𝐂𝐡𝐚𝐩𝐭𝐞𝐫 𝟓
»Stella, jetzt beruhige dich endlich mal.« versucht Ezra seit Minuten schon die Blondine zu beruhigen. Doch stattdessen regt sie sich immer weiter auf. Ich sitze stillschweigend auf der Couch im Wohnzimmer, während meine Augen Stella verfolgen. Wie eine unruhige Katze läuft sie vor mir hin und her. Mein Magen zieht sich schmerzhaft zusammen. Ezra hingegen war neben seinem genervten Auftreten die Ruhe selbst, fast schon so, als würde er Stellas Aufstand nicht zum ersten Mal erleben.

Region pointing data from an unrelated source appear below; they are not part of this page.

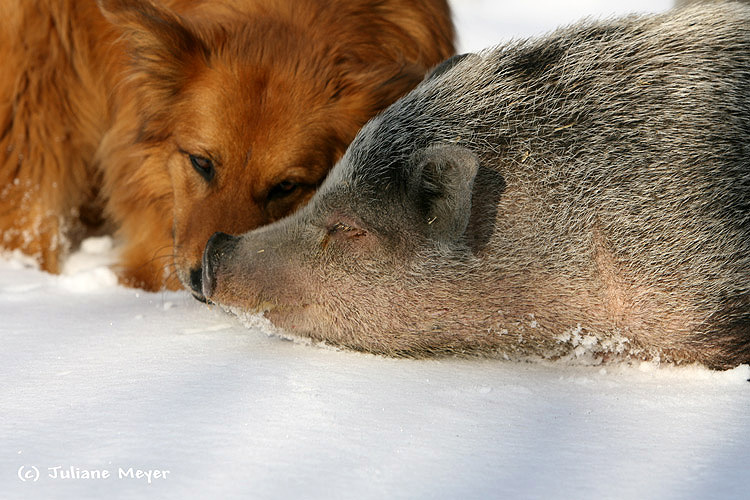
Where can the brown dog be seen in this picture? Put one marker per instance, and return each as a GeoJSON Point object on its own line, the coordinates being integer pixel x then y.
{"type": "Point", "coordinates": [167, 123]}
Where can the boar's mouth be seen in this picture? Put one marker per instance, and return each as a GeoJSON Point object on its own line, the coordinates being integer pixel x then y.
{"type": "Point", "coordinates": [217, 248]}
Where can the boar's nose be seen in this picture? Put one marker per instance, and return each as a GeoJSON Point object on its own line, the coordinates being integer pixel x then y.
{"type": "Point", "coordinates": [195, 284]}
{"type": "Point", "coordinates": [217, 247]}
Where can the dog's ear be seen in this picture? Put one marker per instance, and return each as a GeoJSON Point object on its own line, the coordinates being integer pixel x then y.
{"type": "Point", "coordinates": [165, 51]}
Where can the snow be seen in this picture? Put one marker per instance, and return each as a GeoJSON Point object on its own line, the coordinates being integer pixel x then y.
{"type": "Point", "coordinates": [171, 398]}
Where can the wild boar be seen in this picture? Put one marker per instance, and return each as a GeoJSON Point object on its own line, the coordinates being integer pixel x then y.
{"type": "Point", "coordinates": [589, 188]}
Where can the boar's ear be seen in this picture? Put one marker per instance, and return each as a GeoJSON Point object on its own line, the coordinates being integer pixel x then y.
{"type": "Point", "coordinates": [164, 49]}
{"type": "Point", "coordinates": [442, 185]}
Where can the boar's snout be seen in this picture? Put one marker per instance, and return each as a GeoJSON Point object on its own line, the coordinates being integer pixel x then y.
{"type": "Point", "coordinates": [217, 246]}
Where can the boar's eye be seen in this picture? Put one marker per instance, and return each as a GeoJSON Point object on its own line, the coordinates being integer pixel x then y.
{"type": "Point", "coordinates": [282, 190]}
{"type": "Point", "coordinates": [204, 166]}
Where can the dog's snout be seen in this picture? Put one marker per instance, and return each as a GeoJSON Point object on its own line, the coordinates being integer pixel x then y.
{"type": "Point", "coordinates": [219, 245]}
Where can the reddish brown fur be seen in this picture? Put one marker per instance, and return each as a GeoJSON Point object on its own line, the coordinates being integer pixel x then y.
{"type": "Point", "coordinates": [99, 116]}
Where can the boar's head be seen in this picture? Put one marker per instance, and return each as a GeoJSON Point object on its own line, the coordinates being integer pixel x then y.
{"type": "Point", "coordinates": [369, 262]}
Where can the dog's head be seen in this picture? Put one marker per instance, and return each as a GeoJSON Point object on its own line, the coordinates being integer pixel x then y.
{"type": "Point", "coordinates": [248, 112]}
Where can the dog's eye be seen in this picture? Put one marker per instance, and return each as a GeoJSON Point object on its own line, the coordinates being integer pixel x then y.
{"type": "Point", "coordinates": [282, 190]}
{"type": "Point", "coordinates": [203, 166]}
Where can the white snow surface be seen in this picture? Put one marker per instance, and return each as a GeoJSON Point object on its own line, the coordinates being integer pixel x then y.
{"type": "Point", "coordinates": [103, 380]}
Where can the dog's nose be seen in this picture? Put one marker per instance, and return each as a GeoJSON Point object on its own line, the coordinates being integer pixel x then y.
{"type": "Point", "coordinates": [218, 246]}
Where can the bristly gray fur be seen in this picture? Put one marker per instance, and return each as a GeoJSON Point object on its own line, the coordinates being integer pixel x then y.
{"type": "Point", "coordinates": [612, 202]}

»Mich beruhigen? Mich beruhigen! Du wagst mir sowas zu sagen? Du bist doch derjenige, der hier ein Flittchen bei sich wohnen lässt.« Stella sieht wutentbrannt zu dem Mann hin.
»Ich habe dir doch schon gesagt, dass sie kein Flittchen ist. Es ist komplizierter als das.«
»Ach was kann denn so kompliziert sein, dass du es mir nicht sagen kannst?«
»Akzeptiere doch einfach die Tatsache, dass nicht alles um deine gepuderte Nase geht. Ich bin dir keine Rechenschaft schuldig. Zwischen uns ist nichts mehr. Also wenn du so freundlich wärst drei Gänge runter schalten, dann können wir wie zwei Erwachsene ordentlich reden.« Ezra beginnt, seinen Nasenknochen zu massieren und scheint nicht mehr lange so ruhig zu bleiben können, bevor er gänzlich explodiert. Doch Stella scheint diese Tatsache entweder zu ignorieren oder sie war einfach zu blind es zu sehen.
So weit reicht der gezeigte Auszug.